Ethiopia’s prime minister has appointed a team to advise his government on the privatisation of state-owned enterprises, his chief of staff said, as part of reforms the new leader has instituted since taking office four months ago.
Since becoming prime minister in April, 41-year-old Abiy Ahmed has turned Africa’s most populous after Nigeria on its head with his plans to reshape politics and the economy.
“PM Abiy Ahmed has set up an Advisory Council on the privatisation of large state-owned enterprises,” Fitsum Arega, Abiy’s chief of staff said on Twitter late on Friday.
“The Council will ensure the process is managed with utmost transparency and accountability.”
Abiy’s government has said that it is open to selling off a host of state-owned firms, either partially or entirely, as part of economic reforms designed to “unleash the potential of the private sector”.
The government was tendering for advice from global business consultancies including McKinsey and PwC, the country’s information minister said in July.

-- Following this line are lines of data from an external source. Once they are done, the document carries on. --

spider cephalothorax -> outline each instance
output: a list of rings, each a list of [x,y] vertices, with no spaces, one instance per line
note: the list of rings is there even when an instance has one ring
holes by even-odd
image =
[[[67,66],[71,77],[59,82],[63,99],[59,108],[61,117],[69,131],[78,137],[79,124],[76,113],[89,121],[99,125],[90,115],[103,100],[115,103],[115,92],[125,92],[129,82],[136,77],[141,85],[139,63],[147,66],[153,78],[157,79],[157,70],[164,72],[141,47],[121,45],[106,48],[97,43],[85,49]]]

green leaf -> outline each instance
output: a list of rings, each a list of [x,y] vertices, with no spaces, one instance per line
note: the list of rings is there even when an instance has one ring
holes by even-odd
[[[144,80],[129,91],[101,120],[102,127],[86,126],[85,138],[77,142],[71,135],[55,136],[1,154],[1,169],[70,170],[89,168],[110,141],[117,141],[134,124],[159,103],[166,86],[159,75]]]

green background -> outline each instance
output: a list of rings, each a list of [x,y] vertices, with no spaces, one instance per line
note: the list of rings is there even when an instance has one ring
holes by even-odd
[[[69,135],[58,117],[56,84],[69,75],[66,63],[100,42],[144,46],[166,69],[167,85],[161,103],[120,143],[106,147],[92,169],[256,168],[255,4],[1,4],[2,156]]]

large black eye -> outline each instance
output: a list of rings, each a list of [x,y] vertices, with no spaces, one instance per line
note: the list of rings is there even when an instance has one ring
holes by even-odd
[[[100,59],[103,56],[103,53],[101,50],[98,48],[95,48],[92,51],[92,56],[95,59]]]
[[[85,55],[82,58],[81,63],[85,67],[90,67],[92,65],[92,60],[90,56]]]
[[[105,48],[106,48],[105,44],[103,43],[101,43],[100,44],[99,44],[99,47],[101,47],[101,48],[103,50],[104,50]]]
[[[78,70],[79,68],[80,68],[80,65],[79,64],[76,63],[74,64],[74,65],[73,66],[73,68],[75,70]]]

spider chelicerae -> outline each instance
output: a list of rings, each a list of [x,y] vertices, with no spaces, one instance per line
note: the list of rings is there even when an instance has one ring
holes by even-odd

Ethiopia has achieved one of Africa’s fastest growth rates over the past decade, averaging up to 10 per cent a year, reports Reuters.
But investors complain about its stifling and antiquated socialist bureaucracy, where the default answer from fearful civil servants is “no” and importing something as mundane as cotton can take six or 12 months.
Besides his stated desire to attract foreign capital into one of Africa’s most closed states, Abiy has brokered peace with Eritrea, with whom Ethiopia fought a border war two decades ago.